- Abbreviation: KCSO

Agency overview
- Formed: 1648

Jurisdictional structure
- Operations jurisdiction: Maryland, U.S.
- Size: 279.43 square miles (723.7 km^{2})
- Population: 19,983
- Legal jurisdiction: Kent County, Maryland
- General nature: Local civilian police;

Operational structure
- Deputies: 22, including the sheriff (as of 2022)
- Agency executive: Dennis Hickman, Sheriff;

= Kent County Sheriff's Office (Maryland) =

Primary law enforcement agency servicing Kent County

The Kent County Sheriff's Office (KCSO) is the primary law enforcement agency servicing a population of 19,983 people within 279.43 sqmi of jurisdiction within Kent County located on Maryland's eastern shore. As of 2022, the department has 22 sworn deputies, including the sheriff.

==History==
The KCSO was created in 1648 with Henry Morgan appointed as the first sheriff.
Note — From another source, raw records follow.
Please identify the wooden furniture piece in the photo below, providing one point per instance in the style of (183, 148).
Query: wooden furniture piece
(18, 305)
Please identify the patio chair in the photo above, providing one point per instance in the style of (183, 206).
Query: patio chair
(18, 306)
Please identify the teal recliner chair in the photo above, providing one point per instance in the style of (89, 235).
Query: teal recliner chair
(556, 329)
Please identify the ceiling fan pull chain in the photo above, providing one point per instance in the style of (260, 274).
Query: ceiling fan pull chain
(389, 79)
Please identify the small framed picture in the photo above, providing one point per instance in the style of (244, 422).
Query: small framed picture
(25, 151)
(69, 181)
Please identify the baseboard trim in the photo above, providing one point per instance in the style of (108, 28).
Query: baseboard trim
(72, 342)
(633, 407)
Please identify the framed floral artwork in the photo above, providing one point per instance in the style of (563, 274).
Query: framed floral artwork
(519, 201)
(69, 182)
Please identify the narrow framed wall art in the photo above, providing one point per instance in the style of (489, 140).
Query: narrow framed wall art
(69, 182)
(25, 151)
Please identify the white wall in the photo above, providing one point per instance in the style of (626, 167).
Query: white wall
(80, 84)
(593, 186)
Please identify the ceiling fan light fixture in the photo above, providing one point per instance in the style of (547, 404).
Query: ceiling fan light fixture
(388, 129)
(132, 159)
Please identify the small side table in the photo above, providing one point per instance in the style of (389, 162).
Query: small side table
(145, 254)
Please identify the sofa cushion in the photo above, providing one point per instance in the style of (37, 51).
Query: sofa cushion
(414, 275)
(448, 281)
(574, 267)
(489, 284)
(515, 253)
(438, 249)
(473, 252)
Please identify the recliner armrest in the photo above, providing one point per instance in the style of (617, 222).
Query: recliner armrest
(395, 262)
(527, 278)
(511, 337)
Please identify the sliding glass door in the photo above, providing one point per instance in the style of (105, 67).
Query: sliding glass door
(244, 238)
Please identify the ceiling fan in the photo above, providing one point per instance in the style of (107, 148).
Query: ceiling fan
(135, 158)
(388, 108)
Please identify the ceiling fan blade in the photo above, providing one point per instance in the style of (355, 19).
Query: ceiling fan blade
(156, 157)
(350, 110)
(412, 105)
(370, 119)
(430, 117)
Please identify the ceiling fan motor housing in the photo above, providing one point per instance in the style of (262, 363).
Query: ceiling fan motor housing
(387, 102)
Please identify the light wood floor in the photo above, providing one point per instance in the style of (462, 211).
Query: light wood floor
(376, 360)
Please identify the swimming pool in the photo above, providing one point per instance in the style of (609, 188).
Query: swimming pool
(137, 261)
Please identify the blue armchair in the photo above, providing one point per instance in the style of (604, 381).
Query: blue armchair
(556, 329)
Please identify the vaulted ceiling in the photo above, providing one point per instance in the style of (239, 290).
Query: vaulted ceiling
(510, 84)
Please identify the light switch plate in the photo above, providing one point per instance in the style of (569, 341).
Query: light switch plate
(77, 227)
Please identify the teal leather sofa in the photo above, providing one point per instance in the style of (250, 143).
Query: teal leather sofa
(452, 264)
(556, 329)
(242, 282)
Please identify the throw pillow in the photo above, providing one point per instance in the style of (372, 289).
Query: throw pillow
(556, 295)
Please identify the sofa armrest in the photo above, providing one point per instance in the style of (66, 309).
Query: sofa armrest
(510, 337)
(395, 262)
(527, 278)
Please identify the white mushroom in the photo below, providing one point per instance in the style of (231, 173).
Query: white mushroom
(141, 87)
In 1994, the KCSO had 17 deputies.

In 2003, the KCSO was accredited by the Commission on Accreditation for Law Enforcement Agencies.

==Organization==
Nationally accredited by the Commission on Accreditation for Law Enforcement Agencies, the KCSO is full-service organization. The current sheriff of the KCSO is Dennis Hickman. The agency is sub-divided into six units:
- Administrative
- Victim Services
- School Resource
- Patrol Division - Consisting of 12 deputies within the Patrol Division, there are three units:
  - K-9 Unit
  - Community Policing Unit
  - Bicycle Patrol Unit
- Services Division
- Kent Bureau of Investigation

The KCSO lacks extensive crime scene investigation capabilities and thus relies on the Maryland State Police for such assistance.